Young American conductor Kazem Abdullah is having the time of his life. At 33, he is looking forward to his second season as general music director for the city of Aachen, in western Germany, where he's responsible for both operatic and symphonic performance.
“I just did the Mozart Requiem in Aachen Dom, one of the oldest cathedrals in the world,” he says. “When you go in, you're blown away by the magic of it. What a dream come true to do such a masterpiece in an appropriate space, for an American having grown up in the Midwest.”
Abdullah makes his Pittsburgh Symphony Orchestra debut at concerts May 10 and 11 at Heinz Hall, Downtown. He'll conduct Johannes Brahms' “Tragic Overture “and Paul Hindemith's “Mathis der Maler Symphony” on the first half of the concert.
Scottish violinist Nicola Benedetti, who made her local debut two years ago, will play Peter Ilyich Tchaikovsky's Violin Concerto after intermission. She's 25 and has already made more than a half-dozen recordings on Duetsche Grammophon and Decca.
Abdullah began studying music at 10, playing piano and clarinet. He got the conducting bug in graduate school after earning his bachelor's degree in clarinet from the Cincinnati Conservatory of Music.
“I was studying at USC and had the chance to conduct a lot of music. I made a tape for the conducting program at the Aspen Festival that summer. The experience at Aspen made me think this is something I could do for real,” he says. “I had an idea from when I was 12 or 13 about conducting but didn't think it practical.
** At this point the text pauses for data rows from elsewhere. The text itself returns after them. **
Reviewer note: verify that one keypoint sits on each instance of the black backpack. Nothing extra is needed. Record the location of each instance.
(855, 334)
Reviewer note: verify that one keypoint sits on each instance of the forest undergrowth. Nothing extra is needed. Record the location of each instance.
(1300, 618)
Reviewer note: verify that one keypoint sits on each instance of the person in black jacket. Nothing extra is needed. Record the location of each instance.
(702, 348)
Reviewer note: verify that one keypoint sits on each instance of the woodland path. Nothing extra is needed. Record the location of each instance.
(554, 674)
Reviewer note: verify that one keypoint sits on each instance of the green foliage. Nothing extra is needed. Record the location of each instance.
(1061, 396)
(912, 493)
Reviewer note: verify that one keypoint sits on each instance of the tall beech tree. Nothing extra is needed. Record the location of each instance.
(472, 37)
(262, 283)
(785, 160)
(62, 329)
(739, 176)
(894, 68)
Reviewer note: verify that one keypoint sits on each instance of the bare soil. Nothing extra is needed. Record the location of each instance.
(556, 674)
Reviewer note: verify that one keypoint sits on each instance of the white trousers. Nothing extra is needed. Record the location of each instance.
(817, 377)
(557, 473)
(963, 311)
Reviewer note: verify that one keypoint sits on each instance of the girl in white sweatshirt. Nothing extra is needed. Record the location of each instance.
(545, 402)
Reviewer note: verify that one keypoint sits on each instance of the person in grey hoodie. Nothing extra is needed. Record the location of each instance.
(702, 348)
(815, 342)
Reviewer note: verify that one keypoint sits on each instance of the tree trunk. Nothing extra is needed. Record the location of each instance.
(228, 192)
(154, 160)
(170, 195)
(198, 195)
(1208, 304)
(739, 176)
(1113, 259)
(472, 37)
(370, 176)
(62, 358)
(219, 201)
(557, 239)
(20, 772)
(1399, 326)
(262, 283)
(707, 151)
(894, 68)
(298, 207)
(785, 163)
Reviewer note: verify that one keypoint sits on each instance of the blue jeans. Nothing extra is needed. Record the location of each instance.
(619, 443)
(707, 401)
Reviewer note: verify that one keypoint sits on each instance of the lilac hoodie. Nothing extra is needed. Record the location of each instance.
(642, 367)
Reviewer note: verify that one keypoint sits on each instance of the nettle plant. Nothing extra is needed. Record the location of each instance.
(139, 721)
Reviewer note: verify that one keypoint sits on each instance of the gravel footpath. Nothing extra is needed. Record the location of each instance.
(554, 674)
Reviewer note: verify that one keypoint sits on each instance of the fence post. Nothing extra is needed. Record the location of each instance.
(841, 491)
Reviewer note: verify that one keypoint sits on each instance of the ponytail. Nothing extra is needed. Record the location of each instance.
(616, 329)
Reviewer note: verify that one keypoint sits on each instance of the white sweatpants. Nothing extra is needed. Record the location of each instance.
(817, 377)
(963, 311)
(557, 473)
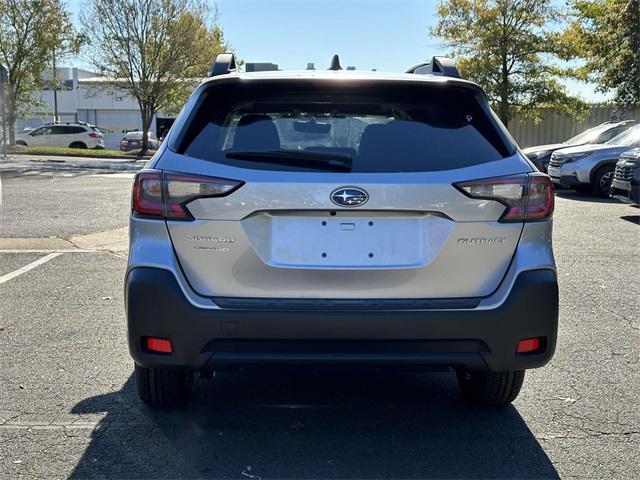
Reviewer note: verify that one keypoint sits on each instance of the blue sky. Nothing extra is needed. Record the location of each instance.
(388, 35)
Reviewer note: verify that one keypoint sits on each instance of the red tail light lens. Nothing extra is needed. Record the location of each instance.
(529, 345)
(160, 345)
(527, 197)
(165, 195)
(147, 194)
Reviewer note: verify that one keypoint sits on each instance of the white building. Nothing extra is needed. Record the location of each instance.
(87, 97)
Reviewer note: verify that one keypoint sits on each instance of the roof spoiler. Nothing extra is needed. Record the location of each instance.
(437, 66)
(223, 64)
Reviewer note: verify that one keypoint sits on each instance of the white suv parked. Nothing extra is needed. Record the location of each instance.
(72, 135)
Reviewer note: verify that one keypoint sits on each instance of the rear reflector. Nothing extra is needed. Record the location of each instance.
(160, 345)
(528, 197)
(528, 345)
(158, 194)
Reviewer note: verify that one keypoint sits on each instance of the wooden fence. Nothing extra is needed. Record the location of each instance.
(556, 128)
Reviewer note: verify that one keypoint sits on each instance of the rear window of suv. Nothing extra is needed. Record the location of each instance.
(368, 126)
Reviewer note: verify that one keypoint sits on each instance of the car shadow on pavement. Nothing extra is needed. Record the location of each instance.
(292, 424)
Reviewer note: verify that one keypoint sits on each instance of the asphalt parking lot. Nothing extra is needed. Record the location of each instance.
(68, 406)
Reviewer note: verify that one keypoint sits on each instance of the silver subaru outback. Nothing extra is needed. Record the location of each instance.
(340, 218)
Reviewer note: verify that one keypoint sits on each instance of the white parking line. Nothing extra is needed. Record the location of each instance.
(30, 266)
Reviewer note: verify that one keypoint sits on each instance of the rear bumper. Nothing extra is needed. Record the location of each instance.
(211, 339)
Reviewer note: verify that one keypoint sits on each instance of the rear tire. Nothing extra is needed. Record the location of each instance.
(164, 387)
(495, 389)
(602, 180)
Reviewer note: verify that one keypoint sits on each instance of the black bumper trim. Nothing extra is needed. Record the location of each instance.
(473, 339)
(347, 304)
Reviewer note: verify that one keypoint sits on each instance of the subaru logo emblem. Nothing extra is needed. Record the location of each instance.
(349, 197)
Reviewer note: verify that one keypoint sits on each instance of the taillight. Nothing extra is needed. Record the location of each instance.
(527, 197)
(159, 194)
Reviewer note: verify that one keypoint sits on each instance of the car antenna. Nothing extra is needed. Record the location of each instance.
(335, 63)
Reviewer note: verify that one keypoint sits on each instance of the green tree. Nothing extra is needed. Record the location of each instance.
(606, 34)
(29, 30)
(153, 49)
(510, 48)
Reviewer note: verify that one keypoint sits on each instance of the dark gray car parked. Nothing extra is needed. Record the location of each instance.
(541, 154)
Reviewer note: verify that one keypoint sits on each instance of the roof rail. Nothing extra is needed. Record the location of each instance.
(224, 63)
(437, 66)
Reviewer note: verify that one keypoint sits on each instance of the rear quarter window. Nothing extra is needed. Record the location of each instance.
(380, 126)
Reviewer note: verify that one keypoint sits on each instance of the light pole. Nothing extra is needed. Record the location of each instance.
(3, 80)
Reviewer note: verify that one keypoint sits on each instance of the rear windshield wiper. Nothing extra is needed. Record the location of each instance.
(331, 161)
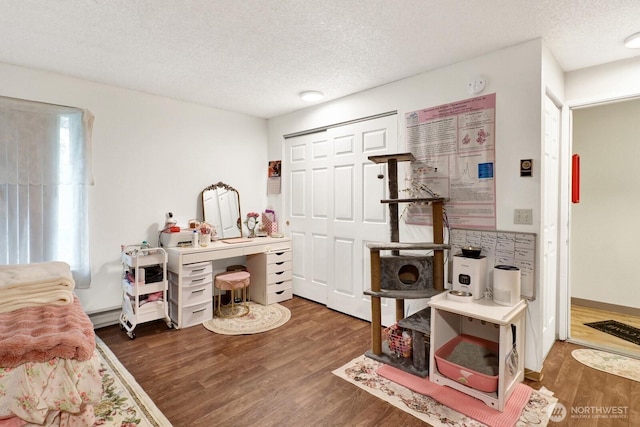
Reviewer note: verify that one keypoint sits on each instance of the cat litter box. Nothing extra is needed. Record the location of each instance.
(471, 361)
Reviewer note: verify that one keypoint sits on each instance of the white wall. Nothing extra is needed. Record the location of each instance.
(515, 75)
(151, 155)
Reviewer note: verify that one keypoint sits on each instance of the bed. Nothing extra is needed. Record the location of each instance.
(49, 368)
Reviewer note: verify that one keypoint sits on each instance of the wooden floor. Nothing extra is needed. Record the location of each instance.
(581, 315)
(283, 377)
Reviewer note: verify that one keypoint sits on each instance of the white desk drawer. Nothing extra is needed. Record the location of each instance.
(279, 296)
(193, 314)
(192, 294)
(279, 276)
(280, 286)
(273, 257)
(196, 269)
(278, 267)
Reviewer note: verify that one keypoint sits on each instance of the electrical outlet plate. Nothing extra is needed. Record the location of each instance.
(523, 216)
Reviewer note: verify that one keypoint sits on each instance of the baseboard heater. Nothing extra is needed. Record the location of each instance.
(103, 318)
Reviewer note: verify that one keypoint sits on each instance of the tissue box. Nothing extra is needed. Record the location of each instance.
(269, 225)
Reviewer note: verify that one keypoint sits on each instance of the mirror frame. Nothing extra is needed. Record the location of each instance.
(229, 188)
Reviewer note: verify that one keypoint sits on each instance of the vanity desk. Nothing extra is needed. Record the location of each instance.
(269, 261)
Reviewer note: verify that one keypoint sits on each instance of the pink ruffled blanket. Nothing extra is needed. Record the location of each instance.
(39, 334)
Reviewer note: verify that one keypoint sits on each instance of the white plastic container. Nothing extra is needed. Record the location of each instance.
(506, 285)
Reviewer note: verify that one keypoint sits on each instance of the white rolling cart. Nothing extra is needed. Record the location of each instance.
(143, 301)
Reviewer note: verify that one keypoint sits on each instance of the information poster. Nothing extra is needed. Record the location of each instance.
(454, 148)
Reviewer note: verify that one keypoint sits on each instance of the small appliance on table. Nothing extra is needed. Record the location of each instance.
(470, 272)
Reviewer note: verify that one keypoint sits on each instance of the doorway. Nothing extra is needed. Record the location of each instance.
(604, 232)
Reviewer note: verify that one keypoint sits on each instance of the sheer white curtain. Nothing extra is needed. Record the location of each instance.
(45, 171)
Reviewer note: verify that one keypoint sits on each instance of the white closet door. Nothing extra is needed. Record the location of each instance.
(333, 205)
(306, 211)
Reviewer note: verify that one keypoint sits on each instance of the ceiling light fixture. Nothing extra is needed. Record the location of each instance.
(311, 96)
(633, 41)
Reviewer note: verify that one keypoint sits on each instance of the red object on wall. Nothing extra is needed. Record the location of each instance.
(575, 178)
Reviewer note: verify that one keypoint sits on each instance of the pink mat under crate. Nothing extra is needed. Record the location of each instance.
(461, 402)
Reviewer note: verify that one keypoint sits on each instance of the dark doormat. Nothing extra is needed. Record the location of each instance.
(620, 330)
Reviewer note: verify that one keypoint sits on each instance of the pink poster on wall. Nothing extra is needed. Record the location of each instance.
(454, 147)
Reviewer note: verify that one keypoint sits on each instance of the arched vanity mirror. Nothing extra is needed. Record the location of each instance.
(221, 209)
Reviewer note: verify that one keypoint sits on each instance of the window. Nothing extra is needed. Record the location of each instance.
(45, 171)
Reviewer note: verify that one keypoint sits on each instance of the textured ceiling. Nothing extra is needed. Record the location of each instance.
(255, 56)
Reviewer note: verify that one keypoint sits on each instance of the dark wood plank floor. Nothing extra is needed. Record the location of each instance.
(283, 377)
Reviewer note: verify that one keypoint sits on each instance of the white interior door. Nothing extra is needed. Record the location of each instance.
(332, 202)
(550, 183)
(306, 211)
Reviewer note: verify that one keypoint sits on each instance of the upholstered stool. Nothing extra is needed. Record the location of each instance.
(232, 281)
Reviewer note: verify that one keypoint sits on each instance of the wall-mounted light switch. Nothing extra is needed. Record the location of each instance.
(523, 216)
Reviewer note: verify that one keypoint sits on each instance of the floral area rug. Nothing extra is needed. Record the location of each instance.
(609, 362)
(124, 403)
(362, 372)
(261, 318)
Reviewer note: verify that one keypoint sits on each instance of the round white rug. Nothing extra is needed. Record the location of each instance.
(609, 362)
(261, 318)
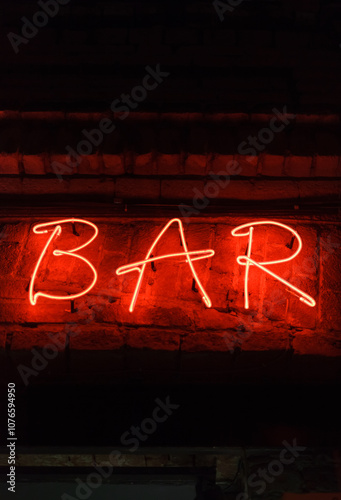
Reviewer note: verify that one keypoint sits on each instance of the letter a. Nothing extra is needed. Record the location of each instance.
(141, 265)
(245, 260)
(55, 233)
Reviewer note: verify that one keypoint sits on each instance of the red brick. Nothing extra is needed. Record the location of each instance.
(169, 164)
(272, 165)
(91, 186)
(10, 186)
(153, 339)
(28, 338)
(298, 166)
(219, 163)
(113, 164)
(327, 166)
(248, 165)
(38, 187)
(195, 164)
(89, 165)
(145, 164)
(260, 190)
(9, 164)
(34, 164)
(57, 164)
(137, 188)
(181, 190)
(319, 188)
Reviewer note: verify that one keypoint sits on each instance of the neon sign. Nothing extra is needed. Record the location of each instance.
(245, 260)
(141, 265)
(190, 256)
(38, 229)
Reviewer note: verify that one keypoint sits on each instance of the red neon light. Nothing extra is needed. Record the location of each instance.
(245, 260)
(141, 265)
(55, 233)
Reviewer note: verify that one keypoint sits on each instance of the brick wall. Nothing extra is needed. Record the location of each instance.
(169, 157)
(170, 329)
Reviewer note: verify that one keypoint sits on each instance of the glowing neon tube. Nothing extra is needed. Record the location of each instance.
(245, 260)
(38, 229)
(141, 265)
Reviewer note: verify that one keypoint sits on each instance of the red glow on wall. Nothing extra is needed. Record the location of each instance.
(141, 265)
(56, 232)
(246, 260)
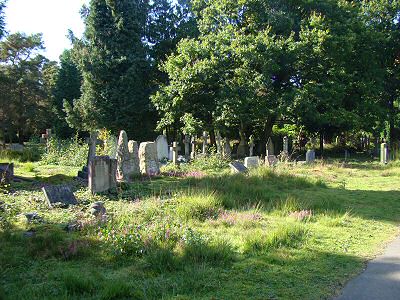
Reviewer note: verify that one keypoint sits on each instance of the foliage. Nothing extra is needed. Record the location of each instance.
(71, 152)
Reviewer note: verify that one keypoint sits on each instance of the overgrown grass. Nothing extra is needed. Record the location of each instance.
(295, 232)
It may sound easy, but there are many bumps and struggles along the way.”
He's received encouragement and support from some of the world's leading conductors, such as Michael Tilson Thomas, for whom he played clarinet with the New World Symphony in Miami Beach, Fla., and James Levine at the Metropolitan Opera in New York City, where Abdullah received favorable notice in The New York Times for his 2009 debut leading “Orpheus and Euridice.”
After Abdullah won the Solti Foundation U.S. 2010 Career Assistance Award, he was invited to conduct his first concert in Aachen. Fortunately, he had studied German in college. Then, he was invited to return the next year to conduct Wolfgang Amadeus Mozart's opera “Don Giovanni” and another orchestral concert.
He was hired after his second set of performances in Aachen. His predecessors as general music director include three great conductors: Herbert von Karajan, Fritz Busch and Wolfgang Sawallisch.
Abdullah is set to conduct four operas — “Fidelio,” “Rusalka” and “Don Carlo,” plus the world premiere of “Princess on the Ice,” by Anno Schreier — in Aachen during the 2013-14 season, the second year in his five-year contract. His symphonic repertoire will include a couple of symphonies by Gustav Mahler, all three Images by Claude Debussy and the Cello Concerto of Witold Lutoslawski.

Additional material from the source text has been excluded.